Certain rights, preferences, privileges and limitations of the Ordinary Shares are as follows:

 

4.1Dividend Provision. Subject to the preferential rights of holders of all series of Shares in the Company at the time outstanding having preferential rights as to Dividends, the holders of the Ordinary Shares shall, subject to the Law and these Articles, be entitled to receive, when, as and if declared by the Directors, out of any assets of the Company legally available therefor, such Dividends as may be declared from time to time by the Directors.

 

4.2Liquidation. Upon a Liquidation Event, the assets of the Company shall be distributed as provided in Article 3.2 hereof.

 

4.3Voting Rights. The holder of each Ordinary Share shall have the right to one (1) vote and shall be entitled to notice of any shareholders’ meeting in accordance with these Articles, and shall be entitled to vote upon such matters and in such manner as may be provided for in these Articles.

 

4.4Right of First Refusal.
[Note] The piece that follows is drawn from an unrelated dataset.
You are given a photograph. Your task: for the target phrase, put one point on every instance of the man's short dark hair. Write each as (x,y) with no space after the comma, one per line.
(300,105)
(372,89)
The Company is hereby unconditionally and irrevocably granted rights of first refusal pursuant to that certain Second Amended and Restated Right of First Refusal and Co-Sale Agreement dated as of July 30, 2021, by and among the Company and the other parties named therein, as such may be amended and/or restated from time to time (the “ROFR and Co-Sale Agreement”).

 

5.Redemption and Purchase of Shares

 

5.1Subject to the Law and Article 3 hereof, the Company is authorised to issue Shares which are to be redeemed or are liable to be redeemed at the option of the Company or a Member.

 

5.2The Company is hereby authorised to make payments in respect of the redemption or purchase of its Shares out of capital or out of any other account or fund which can be authorised for this purpose in accordance with the Law.

 

5.3The redemption price of a redeemable Share, or the method of calculation thereof, shall be fixed by the Directors at or before the time of issue.

 

5.4Subject to the Law, the Company may purchase any Ordinary Share (including a redeemable Share) registered in the name of a person who is an employee, officer, Director, consultant, advisor, supplier or representative of the Company and who has acquired such Ordinary Shares pursuant to an agreement entered into by the Company with such holder that allows for the repurchase by the Company at the lower of the original purchase price of such securities and the then-current fair market value thereof upon termination of employment or services, as applicable, and upon such repurchase such Ordinary Shares shall be cancelled, it being expressly recognised that the foregoing constitutes the authorization of the manner of purchase of the Share in accordance with the Law. The Company may also purchase any Ordinary Share in accordance with the terms of the ROFR and Co-Sale Agreement.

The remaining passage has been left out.